Il 19 luglio 1992, appena 57 giorni dopo la morte di Falcone, Borsellino venne ucciso a Palermo in via D’Amelio. Cento chili di tritolo furono più che sufficienti per togliere la vita a Paolo e a cinque agenti della sua scorta: Agostino Catalano, Emanuela Loi, Vincenzo Li Muli, Walter Eddie Cosina e Claudio Traina.
Paolo Borsellino, nato il 19 gennaio e morto il 19 luglio, a metà esatta del percorso che lo avrebbe portato a compiere 53 anni. Appena un anno prima, l’1 febbraio 1991, da Roma convocarono Paolo per lavorare ad una super procura antimafia.
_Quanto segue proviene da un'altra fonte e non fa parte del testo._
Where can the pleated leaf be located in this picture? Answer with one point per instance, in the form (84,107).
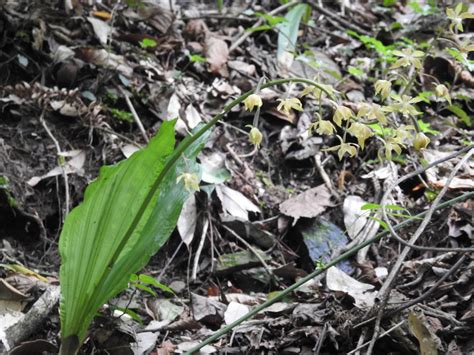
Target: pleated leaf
(94,233)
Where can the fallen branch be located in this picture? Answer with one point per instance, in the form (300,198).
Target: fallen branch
(315,273)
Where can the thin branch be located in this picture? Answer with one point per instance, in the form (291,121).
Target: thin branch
(134,114)
(317,272)
(251,248)
(259,22)
(61,163)
(199,250)
(438,198)
(386,287)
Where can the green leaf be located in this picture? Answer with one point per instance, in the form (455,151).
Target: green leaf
(196,58)
(370,206)
(131,313)
(426,128)
(98,255)
(355,71)
(462,115)
(259,28)
(152,281)
(145,288)
(148,43)
(379,221)
(271,20)
(288,33)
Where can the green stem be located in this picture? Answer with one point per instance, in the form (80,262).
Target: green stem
(315,273)
(183,146)
(171,162)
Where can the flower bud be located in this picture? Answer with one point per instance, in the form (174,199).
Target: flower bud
(383,88)
(191,181)
(421,141)
(443,92)
(255,136)
(251,101)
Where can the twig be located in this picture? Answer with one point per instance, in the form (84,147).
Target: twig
(321,338)
(324,176)
(431,290)
(438,198)
(199,250)
(338,18)
(251,248)
(61,164)
(317,272)
(134,114)
(125,138)
(169,261)
(419,298)
(381,335)
(386,287)
(259,22)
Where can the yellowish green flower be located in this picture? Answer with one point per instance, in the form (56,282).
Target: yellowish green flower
(403,133)
(255,136)
(316,91)
(341,113)
(287,104)
(408,57)
(372,112)
(465,47)
(361,132)
(456,16)
(391,145)
(344,148)
(191,181)
(251,101)
(382,88)
(322,127)
(421,141)
(404,105)
(443,92)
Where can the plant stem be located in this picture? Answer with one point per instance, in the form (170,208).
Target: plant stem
(173,158)
(317,272)
(184,145)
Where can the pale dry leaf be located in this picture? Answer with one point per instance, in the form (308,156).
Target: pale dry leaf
(234,311)
(417,327)
(73,166)
(145,341)
(101,29)
(193,118)
(187,220)
(107,60)
(128,150)
(308,204)
(204,307)
(235,203)
(355,219)
(337,280)
(217,54)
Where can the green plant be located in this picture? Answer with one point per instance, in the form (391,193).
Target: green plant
(121,115)
(148,43)
(128,213)
(119,226)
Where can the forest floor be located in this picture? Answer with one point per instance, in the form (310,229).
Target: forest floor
(87,86)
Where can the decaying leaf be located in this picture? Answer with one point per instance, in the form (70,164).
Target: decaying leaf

Borsellino però non fece in tempo.
I suoi messaggi e insegnamenti, insieme a quelli di Giovanni Falcone e tutti coloro che si sono impegnati nella lotta alla mafia, sopravviveranno per sempre e saranno in eterno modelli per le attuali e future generazioni.
Il 19 nella smorfia significa “risata”. La risata che adesso,lassù, Paolo Borsellino e Rocco Chinnici, Uomini veri, si staranno facendo per festeggiare il loro compleanno, ammirando dall’alto come la loro straordinaria dedizione alla giustizia sia servita per debellare un fenomeno con all’interno vili ominicchi che, senza nemmeno avere il coraggio di uscire dalle proprie tane, hanno per troppo tempo seminato terrore.